Parked in the wildlife viewing lot that is outside of the Nature Station develop-ment. Also decided to try walking the trail backwards today. This was because I knew that the most interesting part of the Honker Lake trail when you're walking counter-clockwise is the second part, after you walk across Honker Dam. Funny thing is, it feels a lot longer getting there then it did coming back. Upon looking more closely at the map when I got home (and noting the mileage markers on my way), it is actually not any shorter (it might even be slightly longer) if you go clockwise rather than counter-clockwise.
The hill you climb going clockwise also seems longer and taller than when you return counterclockwise. You'd think it would be the same net gain either way, but it sure seemed longer to get to anything interesting.
When I got to the part that was supposed to be interesting, I was somewhat disappointed. Of course, I knew from my peek at Honker Lake last week (on a short detour from Hematite Lake) that the water level was way down now versus where it was when I walked this trail (twice) back in August.
On my previous hikes around Honker Lake, there were some small but picturesque islands here, with trees crowded on what used to be hilltops (or mound tops?). However, today, the islands were now peninsulas, surrounded by very unattractive muddy flats. And the leaves had already fallen.
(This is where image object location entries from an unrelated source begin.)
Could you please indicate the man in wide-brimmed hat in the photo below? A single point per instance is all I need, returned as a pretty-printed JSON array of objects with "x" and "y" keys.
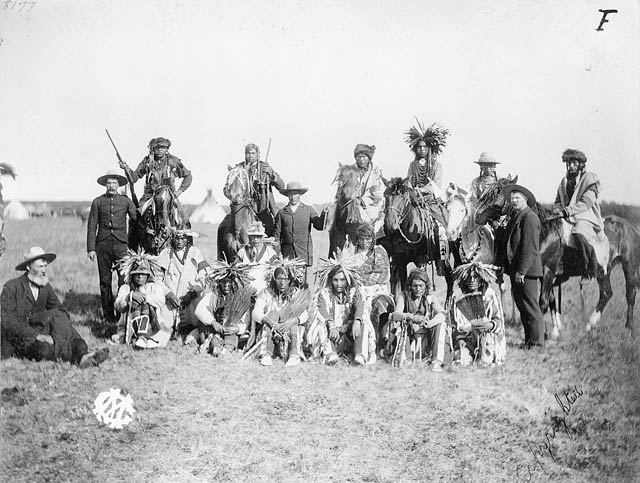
[
  {"x": 523, "y": 262},
  {"x": 488, "y": 176},
  {"x": 371, "y": 186},
  {"x": 107, "y": 237},
  {"x": 34, "y": 324},
  {"x": 578, "y": 201},
  {"x": 160, "y": 168},
  {"x": 293, "y": 225}
]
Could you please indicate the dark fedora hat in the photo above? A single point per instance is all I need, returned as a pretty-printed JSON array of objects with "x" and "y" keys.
[{"x": 508, "y": 189}]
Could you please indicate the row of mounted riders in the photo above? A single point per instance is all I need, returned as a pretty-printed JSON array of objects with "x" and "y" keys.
[{"x": 410, "y": 236}]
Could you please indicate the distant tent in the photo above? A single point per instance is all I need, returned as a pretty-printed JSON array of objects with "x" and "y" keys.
[
  {"x": 15, "y": 211},
  {"x": 209, "y": 211}
]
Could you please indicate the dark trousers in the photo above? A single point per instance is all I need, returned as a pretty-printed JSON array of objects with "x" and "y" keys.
[
  {"x": 527, "y": 298},
  {"x": 108, "y": 254},
  {"x": 67, "y": 346}
]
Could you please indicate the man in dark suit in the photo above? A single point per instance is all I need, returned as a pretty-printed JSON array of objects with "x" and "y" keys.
[
  {"x": 107, "y": 236},
  {"x": 34, "y": 324},
  {"x": 293, "y": 225},
  {"x": 523, "y": 263}
]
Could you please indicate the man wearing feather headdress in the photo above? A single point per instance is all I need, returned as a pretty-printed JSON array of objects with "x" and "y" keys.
[
  {"x": 418, "y": 325},
  {"x": 370, "y": 187},
  {"x": 145, "y": 319},
  {"x": 262, "y": 180},
  {"x": 487, "y": 178},
  {"x": 158, "y": 168},
  {"x": 425, "y": 174},
  {"x": 338, "y": 325},
  {"x": 223, "y": 311},
  {"x": 184, "y": 269},
  {"x": 578, "y": 201},
  {"x": 478, "y": 320},
  {"x": 281, "y": 311}
]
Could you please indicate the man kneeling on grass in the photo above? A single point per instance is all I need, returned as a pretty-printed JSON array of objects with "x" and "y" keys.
[
  {"x": 145, "y": 320},
  {"x": 34, "y": 324},
  {"x": 281, "y": 311},
  {"x": 338, "y": 326}
]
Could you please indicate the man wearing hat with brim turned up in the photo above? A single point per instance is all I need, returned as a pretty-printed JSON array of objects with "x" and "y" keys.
[
  {"x": 523, "y": 263},
  {"x": 160, "y": 168},
  {"x": 293, "y": 225},
  {"x": 34, "y": 324},
  {"x": 487, "y": 178},
  {"x": 107, "y": 237}
]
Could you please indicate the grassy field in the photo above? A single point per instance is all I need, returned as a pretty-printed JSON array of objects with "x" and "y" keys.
[{"x": 204, "y": 419}]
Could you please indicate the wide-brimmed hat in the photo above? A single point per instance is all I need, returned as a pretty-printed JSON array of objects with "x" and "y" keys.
[
  {"x": 33, "y": 254},
  {"x": 487, "y": 158},
  {"x": 159, "y": 142},
  {"x": 507, "y": 189},
  {"x": 113, "y": 174},
  {"x": 294, "y": 187},
  {"x": 256, "y": 229}
]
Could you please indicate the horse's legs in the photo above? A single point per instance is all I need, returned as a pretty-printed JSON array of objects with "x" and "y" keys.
[
  {"x": 631, "y": 283},
  {"x": 604, "y": 284}
]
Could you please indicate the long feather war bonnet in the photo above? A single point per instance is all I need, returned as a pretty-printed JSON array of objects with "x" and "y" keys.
[{"x": 434, "y": 136}]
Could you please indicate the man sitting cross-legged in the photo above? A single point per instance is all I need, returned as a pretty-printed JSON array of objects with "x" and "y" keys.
[{"x": 34, "y": 324}]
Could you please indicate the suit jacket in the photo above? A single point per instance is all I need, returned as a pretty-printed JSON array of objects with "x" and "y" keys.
[
  {"x": 523, "y": 245},
  {"x": 293, "y": 231},
  {"x": 584, "y": 204},
  {"x": 108, "y": 216},
  {"x": 17, "y": 305}
]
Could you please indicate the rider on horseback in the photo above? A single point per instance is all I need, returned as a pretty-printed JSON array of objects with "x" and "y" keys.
[
  {"x": 371, "y": 186},
  {"x": 487, "y": 178},
  {"x": 159, "y": 168},
  {"x": 425, "y": 176},
  {"x": 578, "y": 201},
  {"x": 261, "y": 178}
]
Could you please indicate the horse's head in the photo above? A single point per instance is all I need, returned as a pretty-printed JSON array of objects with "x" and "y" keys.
[
  {"x": 457, "y": 208},
  {"x": 347, "y": 178},
  {"x": 492, "y": 204},
  {"x": 397, "y": 196},
  {"x": 238, "y": 188}
]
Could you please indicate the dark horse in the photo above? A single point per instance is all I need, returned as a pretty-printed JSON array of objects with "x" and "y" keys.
[
  {"x": 404, "y": 240},
  {"x": 152, "y": 229},
  {"x": 232, "y": 232},
  {"x": 347, "y": 216},
  {"x": 560, "y": 261}
]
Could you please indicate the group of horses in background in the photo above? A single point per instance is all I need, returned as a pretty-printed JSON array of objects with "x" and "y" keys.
[{"x": 470, "y": 236}]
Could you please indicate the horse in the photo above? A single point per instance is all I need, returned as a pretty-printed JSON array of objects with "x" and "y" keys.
[
  {"x": 561, "y": 262},
  {"x": 347, "y": 215},
  {"x": 404, "y": 225},
  {"x": 476, "y": 242},
  {"x": 232, "y": 232},
  {"x": 161, "y": 215}
]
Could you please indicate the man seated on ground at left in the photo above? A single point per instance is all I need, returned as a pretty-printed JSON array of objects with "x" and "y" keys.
[{"x": 34, "y": 324}]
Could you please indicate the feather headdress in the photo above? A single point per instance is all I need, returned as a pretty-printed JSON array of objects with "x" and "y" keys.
[
  {"x": 237, "y": 272},
  {"x": 483, "y": 271},
  {"x": 138, "y": 262},
  {"x": 295, "y": 268},
  {"x": 7, "y": 170},
  {"x": 347, "y": 263},
  {"x": 434, "y": 136}
]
Interestingly, the egrets were still hanging out around their former islands.
After passing the muddy "islands," the Honker trail crosses a low area that apparently become saturated when the water is high (because there's a narrow concrete causeway that crosses the flat, grassy area), then climbs a small hill. The "2" mile marker is where the climb begins.
Next, the trail descends back to lake level and crosses Honker Dam. The herons that I always saw just northwest of the dam were still there, too.
Out on Lake Barley, I saw a small pod of coots (I'm pretty sure they were coots) swimming away from me.
To the right, Honker Lake was clearly down. As I noted from the other side of the lake, the metal trestles that supported high tensions wires now stood upon muddy flats rather than surrounded by water. Lily pads were mostly dried up, some of them also sitting on muddy flats. But there were still plenty of egrets to admire in the distance.
Crossing over to the other side of Honker Lake, there's a gravel road that soon connects to a paved road. The paved road is LBL Road 138, and connects with the same road that runs south, past Energy Lake. It also seemed to run a distance to the north, and another peninsula that promised a good view of Lake Barkley. I had noticed this road in the past, but never bothered walking that way. So, today, I did.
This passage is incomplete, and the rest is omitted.